Tuesday, April 21, 2009

My name is Amber and I have been dealing with addiction for twenty-nine years. The problem lies in the fact that I am only twenty-eight. Addiction for me started at conception. My parents were practicing addicts and left no room in their lives for the children they brought into this world. It’s a cold, dark and desperate world to be born into, and one that leaves no room for kindness, generosity or love. It’s a hopeless flood of despair and destruction and the only guarantee is certain death. I never even realized that I was living a life headed straight for hell until it was too late. At twenty-three, life gave me some time to think about the last twenty some odd years.
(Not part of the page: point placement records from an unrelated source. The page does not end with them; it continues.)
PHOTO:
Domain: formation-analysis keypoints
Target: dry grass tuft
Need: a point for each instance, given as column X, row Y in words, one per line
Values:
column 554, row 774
Four months to think about it to be exact. Four months in county was enough time to realize that I had a problem. However, it wasn’t long enough for me to find a solution. I was busted for manufacturing methamphetamine and I thought that my life was certainly over. I had no clue how to live a normal life. I didn't even know what a normal life looked like. I sat behind bars wondering how my life came to be what its is.
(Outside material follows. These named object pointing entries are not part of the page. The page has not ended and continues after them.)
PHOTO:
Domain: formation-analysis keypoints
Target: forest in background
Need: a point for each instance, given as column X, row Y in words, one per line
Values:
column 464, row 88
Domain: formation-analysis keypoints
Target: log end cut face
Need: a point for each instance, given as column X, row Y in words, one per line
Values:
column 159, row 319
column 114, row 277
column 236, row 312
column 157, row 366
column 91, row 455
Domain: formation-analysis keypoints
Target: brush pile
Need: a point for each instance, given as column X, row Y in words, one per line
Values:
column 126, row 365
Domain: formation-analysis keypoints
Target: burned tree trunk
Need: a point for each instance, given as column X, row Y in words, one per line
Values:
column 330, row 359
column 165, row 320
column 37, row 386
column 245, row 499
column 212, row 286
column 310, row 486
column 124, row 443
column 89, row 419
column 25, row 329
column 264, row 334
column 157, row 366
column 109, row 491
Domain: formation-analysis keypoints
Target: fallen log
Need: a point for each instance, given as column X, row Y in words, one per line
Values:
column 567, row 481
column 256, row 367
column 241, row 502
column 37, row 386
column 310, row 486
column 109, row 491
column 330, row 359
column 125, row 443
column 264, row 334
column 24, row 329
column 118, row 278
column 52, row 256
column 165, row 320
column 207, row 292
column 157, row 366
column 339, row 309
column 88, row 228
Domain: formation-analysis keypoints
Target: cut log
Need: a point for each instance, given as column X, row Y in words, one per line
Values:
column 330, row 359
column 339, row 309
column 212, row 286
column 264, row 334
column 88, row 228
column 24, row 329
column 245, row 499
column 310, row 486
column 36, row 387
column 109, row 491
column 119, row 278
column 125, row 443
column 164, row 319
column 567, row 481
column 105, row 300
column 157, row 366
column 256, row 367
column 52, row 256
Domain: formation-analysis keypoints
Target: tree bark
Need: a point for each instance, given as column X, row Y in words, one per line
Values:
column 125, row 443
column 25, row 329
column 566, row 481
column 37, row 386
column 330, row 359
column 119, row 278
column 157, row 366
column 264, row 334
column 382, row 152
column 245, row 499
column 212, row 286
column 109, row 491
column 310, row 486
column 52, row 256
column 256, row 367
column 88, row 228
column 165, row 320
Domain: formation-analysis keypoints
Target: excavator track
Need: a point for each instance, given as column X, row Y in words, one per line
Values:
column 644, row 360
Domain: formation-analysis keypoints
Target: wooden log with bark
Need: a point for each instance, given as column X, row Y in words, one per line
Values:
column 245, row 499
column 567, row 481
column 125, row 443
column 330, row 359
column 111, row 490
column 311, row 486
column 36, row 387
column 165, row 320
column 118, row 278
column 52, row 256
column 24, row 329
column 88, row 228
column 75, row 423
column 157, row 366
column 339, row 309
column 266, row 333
My father was in prison, my mom is a needle junkie and I had just lost two of the most important family members to drugs and alcohol. The only consistencies that I had in my life were jails, drugs and death. I learned how to make weed pipes when I was five. I grew up in bars so alcohol was constantly available at an early age. I had no past experience of life being great. No knowledge of marriage lasting a lifetime. Yet, I had a ton of proof showing me that life was full of pain and agony. Proof that no one cares about you and life is nothing but a cruel joke. Something inside of me was broken and since I had no clue what normal was; I didn’t know exactly what was broken. I started to write down the things I thought about. My long lost dreams I had as a child came back to me so I put those on paper also. I started to write about the horrible things that I had been thru and even worse, the things that I had done. I reached a point in those four months that started me on my journey towards recovery.
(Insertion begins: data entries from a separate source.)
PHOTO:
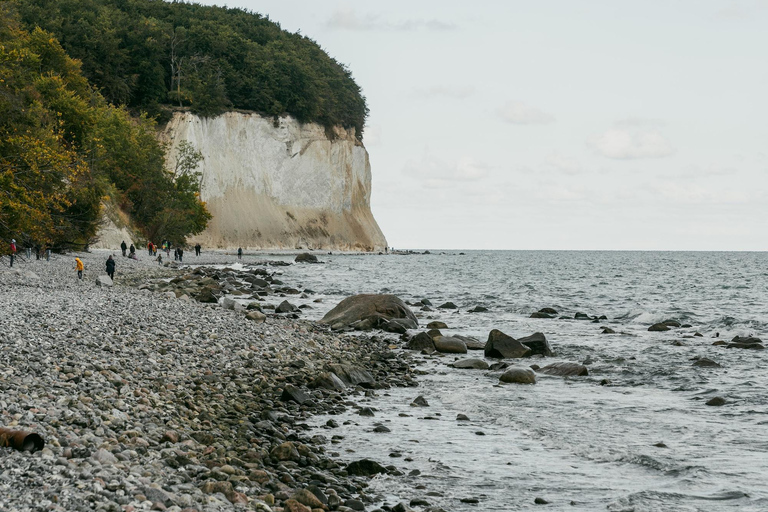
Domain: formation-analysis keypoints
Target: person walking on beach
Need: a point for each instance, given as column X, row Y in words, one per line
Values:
column 79, row 267
column 111, row 267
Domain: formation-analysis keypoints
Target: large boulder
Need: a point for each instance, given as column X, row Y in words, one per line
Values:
column 421, row 341
column 450, row 345
column 564, row 369
column 500, row 345
column 518, row 376
column 538, row 344
column 306, row 257
column 376, row 309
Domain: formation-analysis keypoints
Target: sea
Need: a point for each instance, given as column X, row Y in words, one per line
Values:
column 634, row 435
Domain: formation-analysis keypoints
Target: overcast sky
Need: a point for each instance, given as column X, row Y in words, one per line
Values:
column 557, row 124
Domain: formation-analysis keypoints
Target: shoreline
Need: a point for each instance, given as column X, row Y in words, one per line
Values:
column 150, row 401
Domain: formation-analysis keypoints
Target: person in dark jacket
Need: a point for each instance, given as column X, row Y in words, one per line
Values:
column 111, row 267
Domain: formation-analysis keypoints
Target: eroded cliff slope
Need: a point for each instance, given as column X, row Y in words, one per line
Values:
column 281, row 186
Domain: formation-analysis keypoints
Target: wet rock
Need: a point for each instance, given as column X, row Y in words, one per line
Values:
column 500, row 345
column 374, row 308
column 538, row 344
column 564, row 369
column 365, row 467
column 518, row 376
column 421, row 341
column 306, row 257
column 470, row 364
column 292, row 393
column 746, row 342
column 450, row 345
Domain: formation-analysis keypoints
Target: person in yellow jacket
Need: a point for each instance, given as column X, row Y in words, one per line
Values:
column 79, row 267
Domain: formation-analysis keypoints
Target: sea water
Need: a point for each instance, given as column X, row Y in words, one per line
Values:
column 634, row 435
They released me from jail with a lighter sentence then I deserved, which boosted my new found belief in God. I moved to a small town where no one knew my name. I joined a meeting with people who understood where I came from and who knew what it felt like to be dead inside. I continued to work on me as the child inside me grew. By the time my daughter was born I had a pretty decent grip on me. I found out, thru the help of other people with similar afflictions, that my problem wasn’t drugs. It was me. As a child, I learned the skills to survive a life of torment. As an adult, I am learning the skills to thrive as a productive member of society.
Struggling with life is given; learning to succeed thru those struggles is a choice. I have found hope and happiness, kindness and love, friendship and family. I have figured out that life doesn’t have to be what you were given at birth. Its what you do with the life that was given that matters.

1 comment:

  1. I am so happy you are breaking the cycle of destruction in your family. I am breaking the cycle of depression, anxiety and alcoholism in mine. Keep up the good work!